The court (Doherty, J.) initially denied the motion to intervene as untimely, because the intervening complaint and the motion to intervene were filed more than thirty days after the employer received notice of the lawsuit. The court (Holzberg, J.) granted the employer's motion for reconsideration and allowed the parties to present evidence of whether the motion was timely or not. The evidence has been presented appended to the plaintiff's Motion for Summary Judgment and the intervening plaintiff's objection thereto.
The intervener does not dispute that the intervening complaint was filed more than thirty days after notice to Powerstation Corporation. Rather the intervener contends that the plaintiff was obligated to provide notice through Powerstation's counsel and not to Powerstation directly. Powerstation and the plaintiff were parties in a worker's compensation claim in which both were represented by counsel. On August 1, 2000, counsel for Powerstation sent counsel for the plaintiff a letter, the relevant text of which reads as follows:
In accordance with your request, I have been advised that your client sustained his injury at the home of Dean Kotsaftis of 300 Old Watertown Road in Middlebury. I would appreciate your keeping us apprised of your progress with regard to this third party claim. CT Page 1498
In addition, if this matter comes to resolution or if you file suit, you may send notice of this to me, as counsel of record for the employer.
Thank you for your attention to this matter. Sincerely, /s/ Andrew J. Hern
The contention of the intervener is that counsel for the plaintiff was essentially prohibited by the Rules of Professional Conduct from sending notice directly to the intervener. The relevant rule is Rule 4.2 which states:
In representing a client, a lawyer shall not communicate about the subject of the representation with a party the lawyer knows to be represented by another lawyer in the matter, unless the lawyer has the consent of the other lawyer or is authorized by law to do so.
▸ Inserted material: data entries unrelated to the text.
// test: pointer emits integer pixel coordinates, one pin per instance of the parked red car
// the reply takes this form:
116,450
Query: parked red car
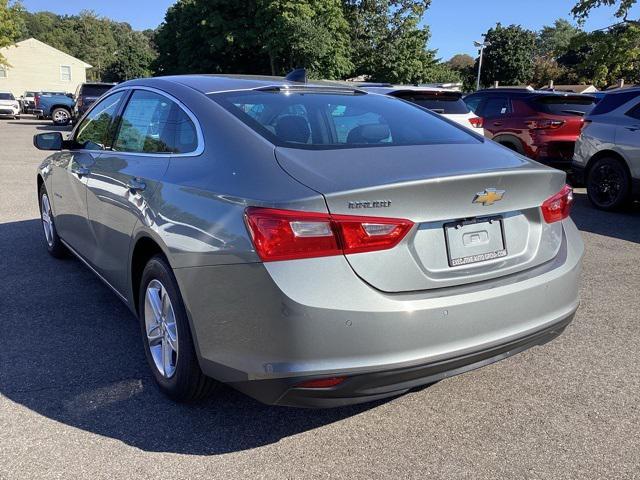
543,126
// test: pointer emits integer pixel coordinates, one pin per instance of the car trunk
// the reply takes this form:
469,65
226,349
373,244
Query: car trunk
454,240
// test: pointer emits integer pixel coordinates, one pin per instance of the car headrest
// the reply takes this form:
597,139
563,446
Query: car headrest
369,133
293,128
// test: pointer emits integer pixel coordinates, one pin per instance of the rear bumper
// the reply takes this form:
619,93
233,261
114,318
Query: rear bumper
378,385
265,327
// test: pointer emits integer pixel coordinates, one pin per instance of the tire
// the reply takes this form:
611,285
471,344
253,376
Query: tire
512,146
61,116
54,245
608,184
177,372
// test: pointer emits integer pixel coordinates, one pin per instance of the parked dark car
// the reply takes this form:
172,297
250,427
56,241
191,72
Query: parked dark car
543,126
86,94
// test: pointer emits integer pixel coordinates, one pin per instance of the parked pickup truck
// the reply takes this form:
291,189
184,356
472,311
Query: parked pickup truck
56,106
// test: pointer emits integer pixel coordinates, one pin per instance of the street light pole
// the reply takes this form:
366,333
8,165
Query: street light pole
481,46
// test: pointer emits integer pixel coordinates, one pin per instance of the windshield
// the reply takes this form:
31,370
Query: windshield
325,120
439,102
561,105
94,90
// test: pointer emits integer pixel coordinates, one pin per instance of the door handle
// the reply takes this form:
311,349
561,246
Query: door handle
136,185
80,171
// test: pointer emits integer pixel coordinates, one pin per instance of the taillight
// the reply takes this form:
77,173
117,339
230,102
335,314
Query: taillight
287,235
558,206
545,124
476,122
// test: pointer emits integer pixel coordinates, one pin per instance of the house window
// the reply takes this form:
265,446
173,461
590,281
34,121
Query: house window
65,73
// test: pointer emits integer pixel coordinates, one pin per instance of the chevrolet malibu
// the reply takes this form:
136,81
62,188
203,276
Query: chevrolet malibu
308,244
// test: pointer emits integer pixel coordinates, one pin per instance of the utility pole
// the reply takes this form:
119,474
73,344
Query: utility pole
481,46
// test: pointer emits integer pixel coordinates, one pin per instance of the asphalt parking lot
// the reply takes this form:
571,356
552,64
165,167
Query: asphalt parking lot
77,400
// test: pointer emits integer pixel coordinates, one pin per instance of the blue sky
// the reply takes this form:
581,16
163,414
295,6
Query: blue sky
454,24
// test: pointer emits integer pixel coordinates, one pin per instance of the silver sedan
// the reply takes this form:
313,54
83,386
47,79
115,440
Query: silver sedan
308,244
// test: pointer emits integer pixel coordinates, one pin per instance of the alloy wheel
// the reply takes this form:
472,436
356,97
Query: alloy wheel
160,327
606,184
47,219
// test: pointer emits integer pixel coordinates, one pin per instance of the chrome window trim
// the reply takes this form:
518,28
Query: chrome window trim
199,147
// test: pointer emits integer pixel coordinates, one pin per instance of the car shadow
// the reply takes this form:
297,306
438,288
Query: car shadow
71,351
624,225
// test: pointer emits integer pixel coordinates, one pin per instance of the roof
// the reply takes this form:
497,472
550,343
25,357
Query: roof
573,88
34,41
222,83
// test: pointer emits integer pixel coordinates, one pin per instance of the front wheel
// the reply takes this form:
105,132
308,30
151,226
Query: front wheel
61,116
55,246
608,184
166,335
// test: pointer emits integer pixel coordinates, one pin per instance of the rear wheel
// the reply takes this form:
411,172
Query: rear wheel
166,335
61,116
54,245
608,184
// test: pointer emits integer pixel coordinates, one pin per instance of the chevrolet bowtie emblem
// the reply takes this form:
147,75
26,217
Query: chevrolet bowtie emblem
489,196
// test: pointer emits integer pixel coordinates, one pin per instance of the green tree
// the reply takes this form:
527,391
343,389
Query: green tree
553,41
310,33
461,62
603,57
510,57
583,8
11,24
210,36
389,43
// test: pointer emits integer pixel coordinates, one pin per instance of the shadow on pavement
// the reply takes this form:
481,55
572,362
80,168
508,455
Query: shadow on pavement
71,351
624,225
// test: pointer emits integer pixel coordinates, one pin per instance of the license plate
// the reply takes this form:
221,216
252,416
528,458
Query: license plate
473,241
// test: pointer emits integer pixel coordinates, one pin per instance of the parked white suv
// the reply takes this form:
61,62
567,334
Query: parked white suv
446,102
9,106
607,154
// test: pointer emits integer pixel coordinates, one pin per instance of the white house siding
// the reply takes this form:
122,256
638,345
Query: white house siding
36,66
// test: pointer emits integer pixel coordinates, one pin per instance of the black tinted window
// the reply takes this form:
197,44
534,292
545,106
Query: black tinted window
151,123
634,112
561,105
439,102
94,133
94,90
495,107
322,120
611,101
473,102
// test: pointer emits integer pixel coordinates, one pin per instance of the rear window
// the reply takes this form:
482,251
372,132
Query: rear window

The plaintiff responds that there was no obligation to send notice to Powerstation's counsel in this case and that sending notice to Powerstation Corporation directly was mandated by the statute.
This court finds that the plaintiff was not obligated to send the statutory notice to Powerstation's counsel, rather than to Powerstation directly. Further plaintiff's counsel did not violate the Rules of Professional Conduct by doing so.
Conn. Gen. Stat. §
But the court does decide that direct notice to the employer, even with the knowledge that the employer is represented by counsel in a related proceeding, does not violate the Rules of Professional Conduct. The Commentary to Rule 4.2 provides:
This Rule does not prohibit communication with a CT Page 1499 party, or an employee or agent of a party, concerning matters outside the representation. For example, the existence of a controversy between a government agency and a private party, or between two organizations, does not prohibit a lawyer for either from communicating with nonlawyer representatives of the other regarding a separate matter.
While the worker's compensation case and the plaintiff's lawsuit against the tortfeasor were related cases, they were sufficiently separate at the time the notice was sent to permit the plaintiff's attorney to send the statutorily required notice to Powerstation without violating the no-communication rule.
The plaintiff promptly notified the intervener of the institution of the lawsuit against Kotsaftis in accordance with the statute. Powerstation received notice but did nothing for nearly 100 days, allowing the thirty-day deadline for intervention to pass. Powerstation's right of action against Kotsaftis has abated. Accordingly, the plaintiff's Motion for Summary Judgment is granted, and a judgment of dismissal is hereby entered against the intervening plaintiff Powerstation Corporation.